U.S. attack less dependent on Jozy Altidore than it was a year ago
FOXBOROUGH, Mass. -- When Jozy Altidore went down with a hamstring injury at last summer's World Cup, the lack of a suitable replacement created a domino effect that was felt throughout the entire U.S. team.
Clint Dempsey was shoehorned into the target forward role; Michael Bradley moved higher up, too. The Americans still advanced in Brazil, but it's impossible to know how much better they might have been with Altidore in the lineup.
Fast forward 13 months to the ongoing Gold Cup, in which the U.S. once again has a conundrum up front without a fully fit Altidore. The Toronto FC man is struggling to regain his form following another hamstring strain and was pulled just 45 ineffective minutes into the Yanks' 1-0, Group A-clinching win over Haiti here on Friday night.
There's still no like-for-like stand-in for Altidore. Yet Jurgen Klinsmann's team is in a better position this time around, thanks to the presence of Aron Johannsson and Gyasi Zardes, who replaced Altidore against the Haitians and made an immediate impact by setting up Dempsey's winner less than two minutes after coming on.
"[Friday night] showed that a guy like Gyasi can come in and do just as good if not better," Altidore said post-match. "That shows the depth we have on the team, and a lot of guys can step up. You see guys like Gyasi, like Aron, who have been waiting and doing everything right, and we see that they can bring something different to the team, something positive that we don't have. It's important to have options."
The insertion of Zardes added an element of danger to the U.S. front line.
"He brings energy," captain Michael Bradley said. "He brings mobility. He's dynamic."
Johannsson, meantime, was at the World Cup and replaced Altidore when he pulled up lame in the first half of the Americans' first game. But he was slowed by an ankle injury and didn't play again at the tournament, after which he required surgery.
Now Johannsson is healthy. And he would've had a goal against the Haitians, if not for an offside call that replays revealed was incorrect.
"Sometimes this happens," said Johannsson, who, like the rest of the squad's European- and Mexican-based players, is still finding his feet after being idle since early June.
"I wish I could count that one -- it's good to score a goal but when it doesn't count, it doesn't count. Hopefully in the next couple games I get some goals."
His team could certainly use them. Despite having six points and a spot in next weekend's quarterfinal in Baltimore, the U.S. hasn't created many chances through two games. Dempsey has all three goals.
Still, there is reason for optimism because of how Zardes is growing into a difference-maker at the international level. After being deployed on the wing in the opener against Honduras, Zardes played higher up the field on Friday. When Johannsson was substituted in the 83rd minute, he led the line -- the same spot he plays for the MLS champion LA Galaxy.
"I love playing up top," he said. "But playing out wide, I love that as well, just trying to be an attacking threat.

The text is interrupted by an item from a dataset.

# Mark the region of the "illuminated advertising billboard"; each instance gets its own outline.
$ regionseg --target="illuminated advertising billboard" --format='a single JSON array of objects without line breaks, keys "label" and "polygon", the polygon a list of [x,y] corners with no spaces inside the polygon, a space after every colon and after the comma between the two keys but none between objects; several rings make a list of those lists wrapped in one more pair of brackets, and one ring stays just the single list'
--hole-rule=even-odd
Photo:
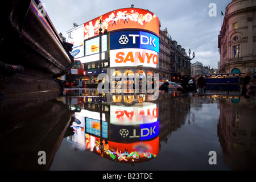
[{"label": "illuminated advertising billboard", "polygon": [[67,32],[67,42],[73,44],[71,54],[75,58],[84,56],[84,25],[81,25]]},{"label": "illuminated advertising billboard", "polygon": [[110,51],[110,67],[138,67],[156,68],[158,53],[155,51],[138,48],[120,49]]},{"label": "illuminated advertising billboard", "polygon": [[[101,51],[107,51],[107,35],[101,37]],[[100,37],[97,37],[85,41],[85,56],[89,56],[100,53]]]},{"label": "illuminated advertising billboard", "polygon": [[111,33],[110,49],[141,48],[159,53],[159,39],[151,33],[139,31],[124,31]]},{"label": "illuminated advertising billboard", "polygon": [[84,23],[84,39],[97,35],[100,19],[103,31],[108,32],[122,29],[143,29],[159,34],[159,19],[152,13],[141,9],[126,8],[114,10]]}]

That's what I'm really trying to accomplish."
What the U.S. wants to do -- besides defend its regional title -- is improve.
Klinsmann has taken a few risks so far: starting inexperienced center-back Ventura Alvarado in the first match, switching out seven starters -- including his entire back four -- in the second. Both Honduras and Haiti pushed the U.S. hard.
"Big compliment, huge compliment to Haiti how they played -- it was a very intense game that could have changed in any second," Klinsmann said. "I think every player now knows how tricky and how difficult these game are." That's not to say he was thrilled with the performance.
"As you saw, there was still stuff that was not so good," he said. "So we keep working on that."
Without Dempsey and keeper Brad Guzan -- who came up with a big save early in the second half to preserve the narrow lead for his side -- who knows where the U.S. would be. Dempsey's quality in front of goal is the main reason that Monday's first-round finale against Panama in Kansas City is inconsequential for the U.S. in terms of the result.
But it's far from meaningless. The Americans will have to be far sharper in the attacking third in the knockout stage, especially with an excellent Costa Rica team potentially looming in the semifinals.
Klinsmann said that he'll continue trying to get Altidore up to speed and insisted that the 25-year-old will be able to make an impact later in the competition. But the manager also made it clear that he'll lean on his other forwards -- a group that also includes World Cup veteran Chris Wondolowski -- too.
"That's what we need from our strikers, we need them to push the other ones," Klinsmann said. "It's good to know that if Jozy is not there yet, we have Aron and Wondo that can get the job done as well, and Gyasi always as an option to put him up front. It's good for us."
It's also a nice change from a year ago.